An increasing number of millennials and GenZs in India started investing their money after the pandemic pushed the brakes on economic activity and caused financial uncertainty. With online apps simplifying the process of opening demat accounts without the usual hassle and paperwork, the number of demat accounts in India surged beyond nine crore by 2022. But with crypto and NFTs joining mutual funds and stocks, picking the right investment vehicle to enter the market can be a confusing task.
Decoding ETFs
Exchange Traded Funds (ETFs) are pools of investment securities which are a lot like mutual funds, but they can be traded on the stock market like regular shares. Mutual funds on the other hand, trade only after the closing bell. ETFs can be linked to commodity prices or to the value of a diverse set of stocks, which can be a safer option for beginners.

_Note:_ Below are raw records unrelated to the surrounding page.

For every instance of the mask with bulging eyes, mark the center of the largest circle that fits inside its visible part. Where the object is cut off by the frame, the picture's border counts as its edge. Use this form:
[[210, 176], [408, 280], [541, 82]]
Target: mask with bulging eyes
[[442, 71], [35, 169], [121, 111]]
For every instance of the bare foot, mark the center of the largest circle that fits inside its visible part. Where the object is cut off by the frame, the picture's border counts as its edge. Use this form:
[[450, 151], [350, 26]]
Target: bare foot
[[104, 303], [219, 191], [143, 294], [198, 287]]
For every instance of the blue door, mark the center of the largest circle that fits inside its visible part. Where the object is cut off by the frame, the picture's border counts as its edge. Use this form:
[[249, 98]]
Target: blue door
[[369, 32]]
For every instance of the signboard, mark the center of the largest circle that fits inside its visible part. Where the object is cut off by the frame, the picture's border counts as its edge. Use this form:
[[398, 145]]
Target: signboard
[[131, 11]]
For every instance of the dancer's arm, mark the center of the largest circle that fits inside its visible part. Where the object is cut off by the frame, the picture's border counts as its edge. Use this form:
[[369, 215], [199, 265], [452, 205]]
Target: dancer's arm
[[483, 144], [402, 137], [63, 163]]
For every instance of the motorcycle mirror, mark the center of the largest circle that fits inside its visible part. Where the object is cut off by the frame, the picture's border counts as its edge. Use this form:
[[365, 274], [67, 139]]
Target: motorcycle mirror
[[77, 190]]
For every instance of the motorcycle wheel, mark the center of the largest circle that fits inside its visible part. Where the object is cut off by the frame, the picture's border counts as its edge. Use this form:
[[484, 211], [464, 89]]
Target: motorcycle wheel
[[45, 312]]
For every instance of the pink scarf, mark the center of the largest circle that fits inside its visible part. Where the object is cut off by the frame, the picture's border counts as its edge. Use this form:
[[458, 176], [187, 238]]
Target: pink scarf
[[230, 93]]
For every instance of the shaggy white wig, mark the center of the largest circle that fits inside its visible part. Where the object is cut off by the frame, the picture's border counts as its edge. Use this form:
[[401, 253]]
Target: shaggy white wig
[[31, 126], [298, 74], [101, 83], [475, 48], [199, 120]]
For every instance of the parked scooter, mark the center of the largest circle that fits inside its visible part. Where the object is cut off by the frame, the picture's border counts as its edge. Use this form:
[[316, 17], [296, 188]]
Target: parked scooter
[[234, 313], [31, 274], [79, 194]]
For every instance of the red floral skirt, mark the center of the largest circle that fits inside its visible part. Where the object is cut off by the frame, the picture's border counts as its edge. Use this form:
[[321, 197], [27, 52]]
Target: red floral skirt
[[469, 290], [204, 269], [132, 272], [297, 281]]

It’s better to buy an ETF as a basket of assets, instead of paying brokerage for purchasing every stock separately. You don’t need to choose between stocks and commodities, since ETFs can be a combination of both along with bonds.
For entry level investors
ETFs are good for new investors, since they are a passive investment vehicle, where one can park their funds with a long-term horizon without checking on them frequently. Without the need for actively managing the fund and a one time brokerage involved for purchasing the whole basket, the costs involved are lower. Investing in such funds is also less risky as compared to trading in individual stocks.
Digital gold for the connected age
In India with a tradition of investing in precious metals, investing in an ETF which tracks gold prices is advisable, since the commodity is a safe investment vehicle. Also when money is invested in a gold ETF through an electronic transaction, the investor doesn’t need to worry about storage and security of the asset.